Manager Jim Riggleman said all spring that if Olsen was healthy, he'd be in the rotation. But his shoulder was slow to recover this spring, and as his fastball stayed dangerously close to his changeup, Garrett Mock took enough of a lead on Olsen that the Nationals picked the right-hander for the final spot in the rotation, not believing Olsen was healthy enough to be trusted, at least at the start of the year.
The Nationals kept him in the system, rather than cutting him and saving some money. But the decision to send Olsen to the minors left him angry and hurt. As he packed up his things at Nationals Park after being cut on the last day of the exhibition season, Olsen had nothing to say about the decision, other than, "Call my agent."
But after Mock faltered, Olsen was back in the majors a week into the season. Thursday night, as he has in all but one start this season, Olsen pitched like a man with something to prove.
He peppered the strike zone with a lively low-90s fastball all night, only allowing two balls hit out of the infield in the first seven innings. He needed a couple tremendous plays from shortstop Ian Desmond (a running catch on a blooper and a deep-in-the-hole throw to get Martin Prado in the sixth) to extend the no-hitter, but nothing out of the ordinary otherwise.

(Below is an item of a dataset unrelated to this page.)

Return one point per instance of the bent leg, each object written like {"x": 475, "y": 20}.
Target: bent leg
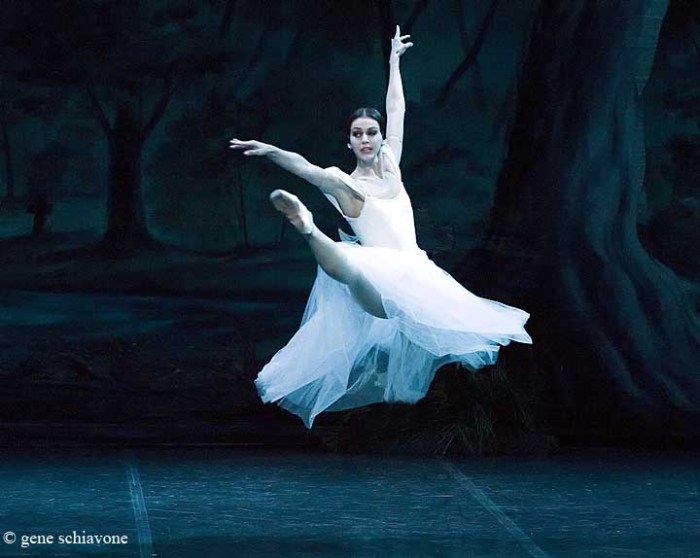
{"x": 333, "y": 257}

"You don't think you're going to get the no-hitter, but you're thinking about it," Olsen said. "I'd be lying if I said I wasn't thinking about it. I thought about it in the fourth and fifth inning. It's one of those things that's real hard to do."
The Nationals got just enough of a lead on Tim Hudson, the Braves right-hander who'd killed them over the years, on homers by Ivan Rodriguez and Adam Dunn. And then they honored baseball's superstitions, slowly ostracizing their starter and silently wondering if they'd be part of history.
Asked how much he was thinking about it, Rodriguez (who caught Kenny Rogers' perfect game in 1994 and Justin Verlander's 2007 no-hitter), simply said: "What do you think?
"He's six outs away (in the eighth). You're thinking about it. For all of us in this clubhouse, he won," Rodriguez said.
Not technically, he didn't. Olsen gave up a hard-hit single to catcher David Ross with one out in the eighth inning, and Zimmerman's machine-gun throw to second sailed over Alberto Gonzalez's head, costing the Nationals a chance at a double play on Melky Cabrera.
Then Olsen allowed a single to Nate McLouth before coming out of the game to a lengthy ovation from the crowd of 17,131. He watched on the top step of the dugout, feeling "helpless" as pinch-hitter Jason Heyward dropped a two-run single into left field, costing Olsen his shutout streak and win, all at once.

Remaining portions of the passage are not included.